Road to the White House: Decoding the Media Symbiosis of the 2020 Primaries
Road to the White House: Analyzing the Relations Between Mainstream and Social Media During the U.S. Presidential Primaries
This paper presents a comprehensive quantitative analysis of the symbiotic relationship between mainstream media, Twitter, and Google Trends during the 2020 U.S. Presidential Primaries. Utilizing time-series analysis and Granger Causality, it builds a framework to measure cross-media influence and topic mismatches among political candidates.
TL;DR
In a functional democracy, the flow of information shapes the rational choices of citizens. This paper investigates the 2020 U.S. Presidential Primaries to answer a critical question: Does the news tell us what to talk about, or does our social media chatter force the hand of the news? By analyzing millions of data points across Twitter, mainstream news, and Google Trends, the researchers found that while both influence each other, mainstream media still holds the crown as the ultimate agenda-setter.

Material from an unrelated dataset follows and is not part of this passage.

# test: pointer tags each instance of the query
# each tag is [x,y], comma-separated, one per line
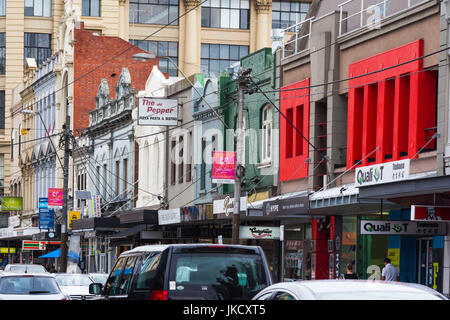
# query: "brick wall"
[97,57]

Problem & Motivation: The Echo Chamber vs. The Printing Press
Historically, political communication was unidirectional—from the newspaper to the reader. Today, the landscape is a tangled web. Mainstream agencies use the internet to maximize reach, while platforms like Twitter allow everyone to be an "armchair pundit."
The researchers identified a gap in how we measure this "symbiosis." We know they are related, but we don't always know "Who leads?" and "By how much?" Moreover, do the media and the public actually talk about the same things as the candidates?
Methodology: Bridging Lags and Smoothing Signals
The authors collected data on 11 primary candidates, including Joe Biden, Bernie Sanders, and Donald Trump. To compare sparse news articles with high-frequency tweets, they employed several sophisticated techniques:
- Hawkes Process: Used to transform discrete spikes of news into a smooth, continuous "influence signal" that accounts for the "decay" of information over time.
- Windowed Cross-Correlation: Shifting time series by hours or days to see where the highest correlation peaks occur.
- Granger Causality: A statistical test to determine if one time series is useful in forecasting another.
Figure: Candidates' news, Twitter, and Google Trends data showing alignment during major debates and campaign dropouts.
Key Insights: Who is Influencing Whom?
1. The Power of the News
The study found that News-to-Twitter influence is generally much stronger than the reverse. The Granger Causality F-scores and p-values were significantly more robust when predicting Twitter activity using news data.
2. Candidate-Specific Anomalies
Not all candidates follow the same rules. For example:
- Andrew Yang: His Twitter base often reacted to news faster than the mainstream outlets could report it, particularly when he ended his campaign.
- Donald Trump: Showed a "daily recurring" correlation, likely due to his consistent and frequent tweeting habits that dictated a 24-hour news cycle.
3. The Topic Mismatch
The researchers discovered a "perception gap." By using Word2Vec to map text to political topics, they found that candidates often focus on certain issues, but the media and public fixate on others.
Figure: Comparisons of topic focus between a candidate's own tweets, the general news, and Twitter discourse.
Experiments & Results
- Leading/Lagging: For Andrew Yang, Twitter significantly led the news. For Elizabeth Warren, the news tended to lead Twitter conversations.
- Decay Rates: The influence of a news spike on social media typically peaks within the first 5 hours and decays rapidly thereafter.
- Grouping: Candidates like Bernie Sanders and Elizabeth Warren are often "lumped together" in both media types, potentially reducing the perceived nuances between their individual platforms.
Critical Analysis & Conclusion
This work provides a rigorous mathematical backbone to what many political observers intuitively feel: Mainstream media remains the "pulse" of our political reality.
Limitations: The study primarily focuses on volume and topic matching rather than "sentiment" (polarity). While we know they are talking about the same thing, we don't strictly quantify if the news is positive or negative.
Future Outlook: As we move into an era of AI-generated content and fragmented social platforms (like Mastodon or Threads), the dominance of mainstream news agencies may be further challenged. Applying this "Topic Mismatch" framework to identify media bias or misinformation "percolation" will be the next frontier in computational social science.